1. A maioria dos nossos contemporâneos pensa tranquilamente que a questão de saber se há um Deus ou não, se o mundo é o único ser ou não, é uma questão que pertence à fé, que o mesmo é dizer, segundo eles, que pertence à ordem arbitrária da afectividade e do sentimento, mas não da razão e do conhecimento. É o chamado fideísmo, segundo o qual a fé não é um assentimento da razão, mas apenas do sentimento.
2. Nesta ordem de ideias, continuam a pensar tranquilamente os nossos contemporâneos, que a Bíblia, o judaísmo e o cristianismo não têm conteúdos que seja necessário estudar. São apenas da ordem do sentimento. E, nesse sentido, sempre segundo os nossos tranquilos contemporâneos, essas «coisas da fé» ou se têm ou não se têm, sentem-se ou não se sentem. Ponto final.
3. E, todavia, quando os nossos ilustrados contemporâneos repetem tranquilamente que o universo físico é o único ser, não é seguramente pela razão e pelo conhecimento que o fazem. É uma afirmação puramente gratuita, arbitrária e sentimental. Da ordem da razão é o passo que se segue: se o universo físico é o único ser, então tem de ser eterno, já que é impossível que a totalidade do ser tenha saído do nada, em virtude do princípio, que permanece firme desde Parménides, de que «do nada, nada vem». Se o universo físico é o único ser, é da ordem da razão que seja eterno. Mas é também da ordem da razão que seja sem evolução nem entropia. Vale aqui a pergunta que deixou Empédocles, no seu fragmento 17: «de quem receberia o crescimento, se é o único ser?» E Melisso de Samos explicita bem que, se o universo é o único ser, então tem de ser «eterno, infinito, uno e absolutamente idêntico. Não pode perecer nem crescer; não pode ter sofrimento nem penas. Porque se tal acontecesse, já não seria uno, uma vez que se veria alterado e não seria idêntico a si mesmo, já que o sofrimento, por exemplo, que antes não existia no seu seio, teria chegado a existir… Por isso, se algo mudasse, mesmo que fosse um só cabelo ao longo de dez mil anos, pereceria completamente através do tempo». De facto, depois de se ter afirmado a priori que o universo é o único ser, e depois de se ter admitido a eternidade do universo, se se admite agora que ele se consome, então é óbvio que já se deveria ter consumido há uma eternidade.

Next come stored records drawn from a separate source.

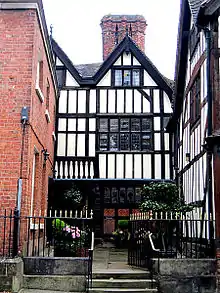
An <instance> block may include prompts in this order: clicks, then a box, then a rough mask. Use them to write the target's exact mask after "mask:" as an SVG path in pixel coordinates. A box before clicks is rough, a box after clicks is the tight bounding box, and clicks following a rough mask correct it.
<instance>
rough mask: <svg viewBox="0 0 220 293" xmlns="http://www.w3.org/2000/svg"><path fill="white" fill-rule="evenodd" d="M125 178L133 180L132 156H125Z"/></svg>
mask: <svg viewBox="0 0 220 293" xmlns="http://www.w3.org/2000/svg"><path fill="white" fill-rule="evenodd" d="M125 160H126V161H125V166H126V169H125V177H126V178H132V169H133V165H132V155H125Z"/></svg>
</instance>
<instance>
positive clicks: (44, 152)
mask: <svg viewBox="0 0 220 293" xmlns="http://www.w3.org/2000/svg"><path fill="white" fill-rule="evenodd" d="M42 153H43V155H44V163H46V161H47V159H48V158H49V155H50V153H48V151H47V149H43V150H42Z"/></svg>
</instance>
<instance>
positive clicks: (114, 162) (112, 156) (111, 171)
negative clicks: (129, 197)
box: [108, 154, 115, 178]
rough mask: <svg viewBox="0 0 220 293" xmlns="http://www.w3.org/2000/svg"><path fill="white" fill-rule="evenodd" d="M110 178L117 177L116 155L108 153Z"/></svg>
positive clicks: (108, 172) (108, 173)
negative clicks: (116, 166)
mask: <svg viewBox="0 0 220 293" xmlns="http://www.w3.org/2000/svg"><path fill="white" fill-rule="evenodd" d="M108 178H115V155H112V154H110V155H108Z"/></svg>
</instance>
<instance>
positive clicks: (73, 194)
mask: <svg viewBox="0 0 220 293" xmlns="http://www.w3.org/2000/svg"><path fill="white" fill-rule="evenodd" d="M64 199H65V201H67V204H68V205H70V206H71V205H74V206H76V205H79V204H80V203H81V201H82V199H83V196H82V193H81V191H80V190H79V189H78V188H77V187H76V186H75V185H74V184H73V185H72V187H71V188H70V189H67V190H66V191H65V192H64Z"/></svg>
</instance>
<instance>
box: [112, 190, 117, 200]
mask: <svg viewBox="0 0 220 293" xmlns="http://www.w3.org/2000/svg"><path fill="white" fill-rule="evenodd" d="M117 202H118V189H117V188H116V187H113V188H112V203H117Z"/></svg>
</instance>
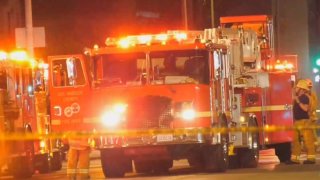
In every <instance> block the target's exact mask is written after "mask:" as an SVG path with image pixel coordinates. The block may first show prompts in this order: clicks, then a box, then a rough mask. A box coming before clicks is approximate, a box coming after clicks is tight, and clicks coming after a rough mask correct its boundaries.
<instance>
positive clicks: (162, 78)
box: [150, 49, 209, 84]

4. Afirmar que o universo físico é o único ser é uma afirmação completamente arbitrária. Que seja eterno e imutável é mesmo refutável pela ciência moderna. Apenas se mantém o princípio de que «do nada, nada vem». Afinal, é o ateísmo que é fideísta. A Bíblia, o judaísmo e o cristianismo contêm um pensamento bem mais exigente e fundamentado: o ser não é único nem unívoco; é análogo, isto é, há duas classes de ser: o ser criado e o ser incriado; o universo físico não é o único ser nem o ser absoluto, eterno e imutável; o ser absoluto, eterno e imutável, é o Deus criador, e o universo físico foi criado e mantém-se em estado de criação pelo Deus criador. A vida e o pensamento não vêm do nada, isto é, da não-vida e do não-pensamento. Vêm do Deus criador, Vida e Pensamento ele mesmo. O nascimento e a morte não são meras aparências ou ilusões no seio do único ser imutável. São verdadeiros acontecimentos que remetem para o Deus criador.

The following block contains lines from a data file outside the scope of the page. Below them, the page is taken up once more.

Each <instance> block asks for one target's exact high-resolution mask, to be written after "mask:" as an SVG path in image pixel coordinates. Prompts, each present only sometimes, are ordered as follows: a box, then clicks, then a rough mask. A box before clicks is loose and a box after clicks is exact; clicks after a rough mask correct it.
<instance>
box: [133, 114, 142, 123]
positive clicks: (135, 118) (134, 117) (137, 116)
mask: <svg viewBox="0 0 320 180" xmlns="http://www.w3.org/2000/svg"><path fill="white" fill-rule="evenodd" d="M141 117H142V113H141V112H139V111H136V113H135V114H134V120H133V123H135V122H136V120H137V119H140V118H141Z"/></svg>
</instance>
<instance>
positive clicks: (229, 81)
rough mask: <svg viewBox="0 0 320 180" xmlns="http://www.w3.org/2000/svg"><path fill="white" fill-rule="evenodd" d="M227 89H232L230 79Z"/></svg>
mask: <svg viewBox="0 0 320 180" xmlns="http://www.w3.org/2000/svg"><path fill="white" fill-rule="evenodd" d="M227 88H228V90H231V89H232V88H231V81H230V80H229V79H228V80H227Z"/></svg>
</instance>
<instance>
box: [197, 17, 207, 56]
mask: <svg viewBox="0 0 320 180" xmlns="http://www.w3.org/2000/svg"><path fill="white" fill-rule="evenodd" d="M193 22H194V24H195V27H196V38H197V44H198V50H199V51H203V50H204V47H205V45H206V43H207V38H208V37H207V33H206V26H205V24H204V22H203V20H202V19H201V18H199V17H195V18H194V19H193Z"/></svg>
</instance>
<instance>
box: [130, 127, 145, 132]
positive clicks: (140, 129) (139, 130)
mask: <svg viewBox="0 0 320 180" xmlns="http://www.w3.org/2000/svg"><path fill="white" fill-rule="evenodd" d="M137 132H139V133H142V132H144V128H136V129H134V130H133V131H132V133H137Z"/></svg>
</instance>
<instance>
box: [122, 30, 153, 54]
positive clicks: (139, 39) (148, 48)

5. O nascimento como Dom entra-nos em casa sobretudo em Dezembro com o Natal. A morte como Dom visita-nos sobretudo em Novembro, que é o mês que tradicionalmente dedicamos aos fiéis defuntos. Os defuntos não são simplesmente aqueles que já morreram, isto é, aqueles que já não vêem nem ouvem nem têm memória, como pensamos nós, pagãos modernos, muitas vezes, na esteira do que pensavam os gregos, que remetiam os mortos para o Hades [= lugar onde não se vê], mas aqueles que, sem perder a sua identidade pessoal e as marcas da sua história pessoal concreta, foram assumidos, por graça, a viver a Vida grande do Deus criador.